There are a couple steps to climb to aboard a bus. So, it's a matter of lifting up the cart and making sure the cart and the jumbled assortment of bags will fit through the narrow bus aisle to get to a seat.

There have been times I had to put stuff into the bus in segments, a couple of bags dumped onto my seat at a time, go back to the curb for the rest I placed right in front of the bus door. I tell the bus driver I'm going back for those bags. I make sure I'm the last one on the bus so no one is waiting behind me. Unloading is the same way, telling the driver I still have a couple bags on the bus. Dumping my bags right onto the curb by the bus door and running back in for the rest. Then, once the bus is gone, slowly loading the cart up Tetris style and bungeeing it.
OR, I'll try to stow the cart in the cargo hold - that's IF it's the kind of bus that has one. I usually don't have the strength to lift the cart up and in by myself. And I don't want to rely on a stronger man who can do it, but who may not be there. (And believe it or not, the DRIVER will not load the cargo hold many times.

) Again, I may have to load a couple bags in at a time, and then the empty cart as it goes in sideways, so it doesn't roll around in the hold.
Some buses now have a wheelchair accessible ramp to be able to wheel on a cart. But, it takes up so much time for the ramp to be lowered and raised, that it's a major annoyance to all the other passengers to have to wait through that, when it's not a person in a wheelchair but someone with a bunch of packages. I try not to do that.
As for subways: the subway cars themselves are roomy, with a big door to get in. The newer cars also have areas at the ends for a wheelchair to slide in. That said, it is getting DOWN/UP to/from them underground, is still a problem. Even with all the ADA laws.

LOTS of stairs. The few stations that have an elevator, they never are working when you need it. OR they are working only on one subway platform, in one direction - the one you aren't going in.

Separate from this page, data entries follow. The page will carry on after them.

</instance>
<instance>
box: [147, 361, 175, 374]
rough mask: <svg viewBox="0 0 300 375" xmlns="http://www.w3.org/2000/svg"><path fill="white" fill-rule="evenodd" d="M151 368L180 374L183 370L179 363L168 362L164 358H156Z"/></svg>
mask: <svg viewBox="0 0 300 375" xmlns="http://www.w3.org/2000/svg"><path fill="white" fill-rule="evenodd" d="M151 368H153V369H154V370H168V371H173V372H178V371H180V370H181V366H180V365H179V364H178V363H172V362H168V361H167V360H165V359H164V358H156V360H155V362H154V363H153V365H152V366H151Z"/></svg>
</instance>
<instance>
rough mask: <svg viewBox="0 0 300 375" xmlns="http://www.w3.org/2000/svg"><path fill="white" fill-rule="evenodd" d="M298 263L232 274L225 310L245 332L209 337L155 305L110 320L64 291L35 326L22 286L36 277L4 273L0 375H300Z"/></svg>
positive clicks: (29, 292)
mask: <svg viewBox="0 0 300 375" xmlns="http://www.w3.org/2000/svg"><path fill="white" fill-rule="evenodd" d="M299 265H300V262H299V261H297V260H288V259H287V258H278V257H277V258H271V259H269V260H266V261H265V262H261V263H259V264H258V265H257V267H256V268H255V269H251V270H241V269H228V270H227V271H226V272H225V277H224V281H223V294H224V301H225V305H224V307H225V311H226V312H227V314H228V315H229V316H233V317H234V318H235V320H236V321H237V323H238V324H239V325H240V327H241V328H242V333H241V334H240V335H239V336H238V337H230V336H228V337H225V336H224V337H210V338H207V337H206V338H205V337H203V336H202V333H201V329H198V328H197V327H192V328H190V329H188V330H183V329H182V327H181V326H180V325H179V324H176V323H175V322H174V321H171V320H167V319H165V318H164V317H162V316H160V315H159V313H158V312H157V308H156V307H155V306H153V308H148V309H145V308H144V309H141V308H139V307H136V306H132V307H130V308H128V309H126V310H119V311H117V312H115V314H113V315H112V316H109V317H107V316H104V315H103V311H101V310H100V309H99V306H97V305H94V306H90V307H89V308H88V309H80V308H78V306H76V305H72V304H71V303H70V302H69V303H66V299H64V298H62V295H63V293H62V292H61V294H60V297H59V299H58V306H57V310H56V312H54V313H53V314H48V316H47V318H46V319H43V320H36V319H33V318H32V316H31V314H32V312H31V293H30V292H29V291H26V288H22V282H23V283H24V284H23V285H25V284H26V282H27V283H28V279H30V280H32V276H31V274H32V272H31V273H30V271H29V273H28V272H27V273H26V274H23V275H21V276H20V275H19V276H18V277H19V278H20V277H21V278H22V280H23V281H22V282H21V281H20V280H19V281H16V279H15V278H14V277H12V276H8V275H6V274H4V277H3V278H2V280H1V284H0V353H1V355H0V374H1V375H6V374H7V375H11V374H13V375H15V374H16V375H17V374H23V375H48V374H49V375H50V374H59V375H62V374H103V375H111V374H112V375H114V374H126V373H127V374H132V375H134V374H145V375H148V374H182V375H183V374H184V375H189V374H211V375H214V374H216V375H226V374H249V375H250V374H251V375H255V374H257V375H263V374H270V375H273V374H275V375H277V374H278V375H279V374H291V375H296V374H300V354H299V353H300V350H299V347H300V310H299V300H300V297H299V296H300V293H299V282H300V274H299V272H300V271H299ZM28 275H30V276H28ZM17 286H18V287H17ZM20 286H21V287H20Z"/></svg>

There are stairs between the two platforms. Or you have to leave the station by going up stairs to get to the other direction. Usually, you have to walk/wheel to the next stop, or if already on a train, shoot beyond the stop you want to another stop that has an elevator that is working, to take you down to the level of the subway platform going (back in a U-turn) to the stop with the elevator you want.
I've been getting various household items & furniture on a Freecycle-type group for sustainability. It's not as scummy as FB Marketplace. In this group, many college grads need to get rid of the furniture their parents bought for them while here at college, when they graduate and go back home or onto their next journey in life. Usually, the furniture is barely used.

(Everyone shows pictures of their items they are giving away so we know what we are getting when we show up.) I've been fortunate to get some great like new items.
One time, when I was new to the group, I was gifted an Ikea Kallax 2x2 cube storage unit. (Picture below.) But it was in Brooklyn. Empty, the units actually aren't very heavy, especially on my luggage cart. Just big and bulky. I bungeed the Kallax onto my cart, was doing really great wheeling it along the street until I get to the subway station and find the elevator was out of service. AND there was no way to get the Kallax unit through the subway turnstyle to try to hobble it down the stairs. This station was unmanned, so they didn't have a regular entrance door to open and walk through.
The nearest subway station with an elevator was a good 30 blocks away - about a mile and a half away. I usually walk a lot in the city. The Kallax was well bungeed on the cart, so I figure I'll walk it.

What I didn't realize was that part of Brooklyn was all UPHILL!

By the time I get to the station

I was thinking I should have left it on the curb for someone else, and just buy a new one and have it delivered to my home.
Kallax 2x2:
After being in the group a while, I learned that most college students have a Kallax unit they need to get rid of.

It took several months, but I now have acquired FOUR Kallax units stacked as a 4x4 full wall unit, and all the same color. AND people close by me were getting rid of theirs, so I didn't have to subway them again.

(Which I don't think I would have done anyway.) And I have swapped out several pieces of my furniture to incoming college students.

It's kind of a "Circle of Life" sustainability exchange. <cue The Lion King music.